Hey, we have run in the same issue a while back, timm is not very well implemented for inference for torch_tensorrt. However for this particular issue you can easily make it work by recording the padding values for your images and setting them manually in a monkey patch.
Sorry I am new to torch_tensorrt, can you give an example on how to patch the example script in the issue body?
Probably a relevant issue, I encounter another error when trying to run Torch-TensorRT with torchvision models: https://github.com/pytorch/vision/issues/5378. Since Torch-TensorRT only builds against the latest stable PyTorch release, I don't test it on the nightly version.
So, here the problem seems to be that the function aten::ceil.float
is not supported by Torch-TensorRT so you want to find a way to work around that.
An easy solution is to install timm
in an NGC container.
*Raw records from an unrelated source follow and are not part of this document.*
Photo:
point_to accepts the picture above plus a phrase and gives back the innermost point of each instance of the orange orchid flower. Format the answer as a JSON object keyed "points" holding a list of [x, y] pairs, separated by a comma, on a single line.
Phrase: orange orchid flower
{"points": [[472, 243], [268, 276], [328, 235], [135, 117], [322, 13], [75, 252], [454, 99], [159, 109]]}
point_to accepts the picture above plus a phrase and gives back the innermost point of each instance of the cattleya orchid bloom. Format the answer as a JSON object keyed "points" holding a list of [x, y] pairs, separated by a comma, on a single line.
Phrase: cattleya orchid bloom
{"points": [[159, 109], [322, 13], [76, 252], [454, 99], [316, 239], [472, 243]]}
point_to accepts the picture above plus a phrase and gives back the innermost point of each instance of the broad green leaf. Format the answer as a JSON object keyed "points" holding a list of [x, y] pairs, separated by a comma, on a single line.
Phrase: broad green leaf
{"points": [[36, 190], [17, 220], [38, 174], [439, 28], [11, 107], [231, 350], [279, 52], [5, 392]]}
Using pip it will be installed in /opt/lib/python3.8/site-packages/timm
.
You want to modify the function, get_same_padding
from /opt/lib/python3.8/site-packages/timm/models/layers/padding.py
so that it does not use aten::ceil.float
.
The quickest way to do that is to replace it by a dict and then modify the functions you need that call get_same_padding
to use the dict you have just created.
Thanks @MatthieuTPHR! We are developing a benchmark suite that compares different PyTorch TensorRT libraries (such as onnx2trt, torch_tensorrt, torch2trt, etc), and timm is one of our upstream model repository. We would like not to change the model code unless the patch is accepted by the upstream repo (in this case, it is timm).
Is there a plan when Torch-TensorRT will support aten::ceil.float
?
A related issue is https://github.com/NVIDIA/Torch-TensorRT/issues/890, where we also find correctness issues with timm and Torch-TensorRT.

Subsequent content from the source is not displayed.